FIG. 13. Hybrid scaffold visualized via Ponceau S red staining. The Ponceau S red selectively stains SAP gel phase of the “SAP gel-nHA/PLGA matrix” hybrid scaffold. Photographic images are shown for (a) nHA/PLGA matrix alone, and (b-f) SAP gel infused nHA/PLGA hybrid scaffolds. Images B, D, and E show staining on hybrid scaffolds cultured for 1 hour, 7 days, and 14 days, respectively. Cross-sectional staining after 1 hour and 14 days of culture are shown in (C) and (F), respectively.



FIG. 14. Growth and survival of MC3T3-E1 and rBMSC cells in hybrid scaffold. Images show live and dead cells cultured on hybrid scaffolds. (A-C) show confocal images recorded on the scaffolds with MCET3-E1 cells, and (DF) show images on the scaffolds with rBMSC. The scanning depth is 200-250 um with a layer thickness in the range of 2.5-1.5 um. Arrows indicate cells, the images are recorded at 10× magnification.



FIG. 15. rBMSC cell proliferation in nHA/PLGA and “nHA/PLGA-RADA hydrogel” hybrid scaffold. Results of picogreen assay showing DNA content of rBMSCs cultured for 1, 7, and 14 days. $=significant compared to day 1 PLGA, * is significant compared to PLGA day 1 & hybrid day 7, # is significant over all groups (n=4, p<0.05).



FIG. 16. Detection of biotin conjugated to SAP and BMP2. BIACORE measurement of biotin-streptavidin binding: (A-B) shows sensogram of SAP biotin (A) and BMP2 biotin (B). Plots show sensograms recorded for biotinylated and non-biotinylated groups, respectively. (C) Shows BMP2 Western blot with 500 ng protein, Lane 1=BMP2 unmodified, lane 2=biotinylated BMP.
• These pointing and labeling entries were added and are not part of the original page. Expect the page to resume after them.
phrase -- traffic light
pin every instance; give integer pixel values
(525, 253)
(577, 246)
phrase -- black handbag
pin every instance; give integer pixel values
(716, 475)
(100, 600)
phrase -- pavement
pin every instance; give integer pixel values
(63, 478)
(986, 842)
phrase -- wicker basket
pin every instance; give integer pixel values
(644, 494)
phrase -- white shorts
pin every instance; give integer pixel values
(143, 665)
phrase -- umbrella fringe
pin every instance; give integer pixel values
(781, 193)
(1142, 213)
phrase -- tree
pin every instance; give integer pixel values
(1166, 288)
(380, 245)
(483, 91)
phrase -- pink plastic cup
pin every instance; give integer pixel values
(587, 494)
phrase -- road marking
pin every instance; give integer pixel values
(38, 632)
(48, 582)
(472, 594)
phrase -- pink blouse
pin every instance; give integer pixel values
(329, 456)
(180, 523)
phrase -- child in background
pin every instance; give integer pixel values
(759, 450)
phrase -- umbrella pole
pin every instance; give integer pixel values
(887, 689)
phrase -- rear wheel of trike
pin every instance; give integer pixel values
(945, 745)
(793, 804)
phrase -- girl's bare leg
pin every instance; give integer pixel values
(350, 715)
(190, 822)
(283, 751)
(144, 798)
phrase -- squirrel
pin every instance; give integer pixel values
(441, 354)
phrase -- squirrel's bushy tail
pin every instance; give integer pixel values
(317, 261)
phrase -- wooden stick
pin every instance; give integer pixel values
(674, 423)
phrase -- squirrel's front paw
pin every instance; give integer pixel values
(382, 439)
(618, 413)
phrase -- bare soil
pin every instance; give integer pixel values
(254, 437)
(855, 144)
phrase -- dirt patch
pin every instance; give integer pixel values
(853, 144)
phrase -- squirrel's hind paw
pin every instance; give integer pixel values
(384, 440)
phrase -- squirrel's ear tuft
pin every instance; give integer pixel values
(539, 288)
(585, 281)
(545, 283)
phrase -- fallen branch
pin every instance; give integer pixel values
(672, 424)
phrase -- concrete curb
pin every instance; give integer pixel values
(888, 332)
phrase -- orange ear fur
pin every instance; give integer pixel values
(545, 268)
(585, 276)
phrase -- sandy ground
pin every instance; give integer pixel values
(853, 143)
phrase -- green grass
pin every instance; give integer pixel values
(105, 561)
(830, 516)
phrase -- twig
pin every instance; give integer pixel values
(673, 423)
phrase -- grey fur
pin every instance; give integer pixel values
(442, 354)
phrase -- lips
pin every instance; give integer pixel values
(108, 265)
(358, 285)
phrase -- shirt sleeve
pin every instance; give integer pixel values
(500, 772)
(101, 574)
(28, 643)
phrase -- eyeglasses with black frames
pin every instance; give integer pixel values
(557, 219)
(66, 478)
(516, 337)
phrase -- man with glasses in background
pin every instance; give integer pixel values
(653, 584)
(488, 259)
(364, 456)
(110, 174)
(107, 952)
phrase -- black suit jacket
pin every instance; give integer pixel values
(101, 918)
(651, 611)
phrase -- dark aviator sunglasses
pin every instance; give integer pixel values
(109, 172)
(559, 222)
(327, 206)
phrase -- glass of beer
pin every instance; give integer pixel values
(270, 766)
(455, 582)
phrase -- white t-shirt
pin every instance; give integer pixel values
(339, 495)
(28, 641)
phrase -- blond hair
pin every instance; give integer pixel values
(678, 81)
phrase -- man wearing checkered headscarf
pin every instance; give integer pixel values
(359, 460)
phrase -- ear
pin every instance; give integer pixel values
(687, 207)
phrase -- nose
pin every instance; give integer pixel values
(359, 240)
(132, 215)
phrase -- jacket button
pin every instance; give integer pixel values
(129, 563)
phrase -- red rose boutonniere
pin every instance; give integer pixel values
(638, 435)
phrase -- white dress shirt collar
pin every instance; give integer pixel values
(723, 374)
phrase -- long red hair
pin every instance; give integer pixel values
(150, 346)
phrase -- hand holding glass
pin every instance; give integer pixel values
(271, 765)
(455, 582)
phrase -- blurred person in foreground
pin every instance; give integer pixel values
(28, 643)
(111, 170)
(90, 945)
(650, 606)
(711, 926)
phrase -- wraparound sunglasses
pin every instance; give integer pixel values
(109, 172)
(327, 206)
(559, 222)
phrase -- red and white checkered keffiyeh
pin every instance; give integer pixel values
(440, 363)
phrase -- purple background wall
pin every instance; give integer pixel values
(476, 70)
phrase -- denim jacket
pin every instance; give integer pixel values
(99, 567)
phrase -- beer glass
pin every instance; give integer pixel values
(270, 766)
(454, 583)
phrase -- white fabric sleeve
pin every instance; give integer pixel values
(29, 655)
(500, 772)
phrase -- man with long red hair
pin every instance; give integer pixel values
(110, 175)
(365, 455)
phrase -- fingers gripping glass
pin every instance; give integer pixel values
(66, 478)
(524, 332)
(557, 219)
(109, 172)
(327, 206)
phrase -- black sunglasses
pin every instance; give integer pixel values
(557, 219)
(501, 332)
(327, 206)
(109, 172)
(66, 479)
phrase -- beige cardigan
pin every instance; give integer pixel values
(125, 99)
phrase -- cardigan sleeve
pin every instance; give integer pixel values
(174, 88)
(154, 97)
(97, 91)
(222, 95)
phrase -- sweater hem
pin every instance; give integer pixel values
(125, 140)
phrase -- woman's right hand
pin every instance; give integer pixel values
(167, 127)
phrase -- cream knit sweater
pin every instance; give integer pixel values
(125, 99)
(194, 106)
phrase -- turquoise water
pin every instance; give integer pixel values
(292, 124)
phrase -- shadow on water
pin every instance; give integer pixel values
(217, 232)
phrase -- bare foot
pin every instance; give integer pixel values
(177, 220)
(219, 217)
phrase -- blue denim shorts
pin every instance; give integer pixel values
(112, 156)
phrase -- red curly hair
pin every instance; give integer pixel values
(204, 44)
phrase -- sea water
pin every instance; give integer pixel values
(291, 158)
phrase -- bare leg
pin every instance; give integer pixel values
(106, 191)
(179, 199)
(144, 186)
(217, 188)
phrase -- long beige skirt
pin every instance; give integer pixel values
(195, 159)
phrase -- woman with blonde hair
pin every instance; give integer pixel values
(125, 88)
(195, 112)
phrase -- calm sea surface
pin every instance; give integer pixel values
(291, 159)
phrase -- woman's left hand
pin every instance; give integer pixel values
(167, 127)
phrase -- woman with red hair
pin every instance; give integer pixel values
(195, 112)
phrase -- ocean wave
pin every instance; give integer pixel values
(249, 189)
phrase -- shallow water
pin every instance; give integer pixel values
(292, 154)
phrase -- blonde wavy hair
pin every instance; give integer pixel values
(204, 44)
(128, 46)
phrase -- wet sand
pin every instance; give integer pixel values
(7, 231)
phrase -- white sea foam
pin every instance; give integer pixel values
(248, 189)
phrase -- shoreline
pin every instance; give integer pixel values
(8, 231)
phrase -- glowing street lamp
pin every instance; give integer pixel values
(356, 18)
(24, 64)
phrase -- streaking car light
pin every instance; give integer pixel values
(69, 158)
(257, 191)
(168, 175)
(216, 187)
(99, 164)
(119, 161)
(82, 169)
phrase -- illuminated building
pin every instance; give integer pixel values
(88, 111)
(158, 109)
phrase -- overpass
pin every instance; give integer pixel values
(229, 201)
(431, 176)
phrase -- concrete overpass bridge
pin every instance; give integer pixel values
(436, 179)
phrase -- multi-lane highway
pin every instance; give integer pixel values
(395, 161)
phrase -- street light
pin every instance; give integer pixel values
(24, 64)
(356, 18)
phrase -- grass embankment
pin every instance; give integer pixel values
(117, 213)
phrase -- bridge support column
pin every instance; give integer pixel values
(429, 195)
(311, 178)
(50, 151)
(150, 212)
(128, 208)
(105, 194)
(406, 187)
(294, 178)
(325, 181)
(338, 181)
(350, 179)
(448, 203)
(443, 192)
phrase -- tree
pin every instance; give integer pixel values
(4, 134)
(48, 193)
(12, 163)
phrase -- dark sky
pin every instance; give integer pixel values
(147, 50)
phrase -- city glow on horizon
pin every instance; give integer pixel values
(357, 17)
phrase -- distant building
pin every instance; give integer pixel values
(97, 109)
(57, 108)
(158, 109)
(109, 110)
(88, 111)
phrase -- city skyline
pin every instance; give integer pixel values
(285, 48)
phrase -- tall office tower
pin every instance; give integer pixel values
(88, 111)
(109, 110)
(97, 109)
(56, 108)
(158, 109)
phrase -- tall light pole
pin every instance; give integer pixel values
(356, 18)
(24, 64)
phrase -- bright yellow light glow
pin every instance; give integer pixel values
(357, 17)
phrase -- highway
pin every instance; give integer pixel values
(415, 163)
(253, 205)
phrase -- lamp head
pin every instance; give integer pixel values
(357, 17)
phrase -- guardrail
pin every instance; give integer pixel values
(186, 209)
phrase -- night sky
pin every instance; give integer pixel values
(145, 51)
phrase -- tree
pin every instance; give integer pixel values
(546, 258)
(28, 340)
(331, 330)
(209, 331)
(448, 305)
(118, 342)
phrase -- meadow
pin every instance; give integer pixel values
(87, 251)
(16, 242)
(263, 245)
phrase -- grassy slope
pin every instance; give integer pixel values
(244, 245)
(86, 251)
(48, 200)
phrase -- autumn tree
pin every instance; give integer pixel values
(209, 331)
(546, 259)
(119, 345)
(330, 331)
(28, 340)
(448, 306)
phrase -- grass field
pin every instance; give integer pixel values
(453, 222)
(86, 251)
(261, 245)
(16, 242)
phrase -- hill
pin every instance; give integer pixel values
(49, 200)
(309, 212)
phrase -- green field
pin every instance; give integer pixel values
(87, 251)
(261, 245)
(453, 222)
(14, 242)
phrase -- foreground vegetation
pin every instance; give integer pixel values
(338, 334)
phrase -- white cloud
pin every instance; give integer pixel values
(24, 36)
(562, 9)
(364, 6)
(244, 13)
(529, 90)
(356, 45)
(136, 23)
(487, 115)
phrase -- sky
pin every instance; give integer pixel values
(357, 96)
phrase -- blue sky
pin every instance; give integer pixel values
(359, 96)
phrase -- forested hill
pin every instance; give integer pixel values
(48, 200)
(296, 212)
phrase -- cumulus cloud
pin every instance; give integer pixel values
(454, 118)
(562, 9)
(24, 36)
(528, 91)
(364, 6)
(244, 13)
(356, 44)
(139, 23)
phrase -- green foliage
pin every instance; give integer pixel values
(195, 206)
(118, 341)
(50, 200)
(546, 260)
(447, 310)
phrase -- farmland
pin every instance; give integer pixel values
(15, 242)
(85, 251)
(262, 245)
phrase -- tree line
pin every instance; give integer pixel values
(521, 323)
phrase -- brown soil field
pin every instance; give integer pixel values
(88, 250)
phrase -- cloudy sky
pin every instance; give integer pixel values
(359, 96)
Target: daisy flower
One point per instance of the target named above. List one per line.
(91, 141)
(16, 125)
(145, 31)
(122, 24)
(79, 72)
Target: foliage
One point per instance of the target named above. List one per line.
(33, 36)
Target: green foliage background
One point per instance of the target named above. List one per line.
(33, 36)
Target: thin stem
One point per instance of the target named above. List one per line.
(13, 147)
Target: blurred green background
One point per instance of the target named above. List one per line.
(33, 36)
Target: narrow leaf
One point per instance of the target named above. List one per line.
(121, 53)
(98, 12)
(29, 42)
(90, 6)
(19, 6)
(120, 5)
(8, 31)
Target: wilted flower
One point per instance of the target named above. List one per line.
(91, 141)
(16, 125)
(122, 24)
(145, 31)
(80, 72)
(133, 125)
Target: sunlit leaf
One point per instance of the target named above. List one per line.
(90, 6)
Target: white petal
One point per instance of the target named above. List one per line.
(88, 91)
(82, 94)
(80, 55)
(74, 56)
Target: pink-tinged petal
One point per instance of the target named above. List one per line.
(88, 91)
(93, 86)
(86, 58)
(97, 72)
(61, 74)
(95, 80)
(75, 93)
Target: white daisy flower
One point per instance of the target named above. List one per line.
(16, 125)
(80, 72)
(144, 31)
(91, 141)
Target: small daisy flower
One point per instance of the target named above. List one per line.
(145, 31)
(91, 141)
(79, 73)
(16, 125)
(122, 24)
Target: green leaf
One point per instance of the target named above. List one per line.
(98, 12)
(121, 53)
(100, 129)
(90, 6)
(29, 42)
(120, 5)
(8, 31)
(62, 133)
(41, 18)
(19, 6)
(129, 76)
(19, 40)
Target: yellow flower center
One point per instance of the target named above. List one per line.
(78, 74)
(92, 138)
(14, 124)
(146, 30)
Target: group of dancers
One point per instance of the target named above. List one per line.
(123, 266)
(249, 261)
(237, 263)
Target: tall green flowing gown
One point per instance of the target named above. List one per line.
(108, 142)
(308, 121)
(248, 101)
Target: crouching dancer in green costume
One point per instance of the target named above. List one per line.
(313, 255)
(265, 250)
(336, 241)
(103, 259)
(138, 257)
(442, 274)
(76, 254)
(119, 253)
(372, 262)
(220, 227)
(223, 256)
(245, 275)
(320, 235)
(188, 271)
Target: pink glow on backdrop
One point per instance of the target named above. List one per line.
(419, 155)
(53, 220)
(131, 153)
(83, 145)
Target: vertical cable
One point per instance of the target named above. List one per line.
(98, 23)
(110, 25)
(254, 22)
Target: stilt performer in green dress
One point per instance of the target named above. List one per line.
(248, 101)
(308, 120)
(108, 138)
FIG. 17. Biological activity of biotinylated BMP2 with (A) MC3T3-E1 preosteoblasts, and (B) rBMSCs.; panels show microscopic and scanned images of alkaline phosphatase activity/von Kossa staining in cultures grown in mineralization media, mineralization media plus 100 ng/ml of either BMP2, or biotinylated BMP2 (B-BMP2).



FIG. 18. In vitro release kinetics of biotinylated BMP2. Amount of BMP2 released over time was measured by ELISA. Results show cumulative release of rhBMP2 for un-tethered groups (BMP2-biotin, BMP2) versus tethered group (p<0.05, n=3).



FIG. 19. Gene expression profile of cells grown in BMP2 untethered versus tethered SAP gelnHA/PLGA hybrid scaffolds. Panels show mRNA levels detected by qPCR for alkaline phosphatase expression in (A) MC3T3-E1 cells, (B) rBMSC, and OC expression in (C) MC3T3-E1 cells and (D) rBMSC.



FIG. 20. Schematic showing the method of making gradiently porous hybrid grafts.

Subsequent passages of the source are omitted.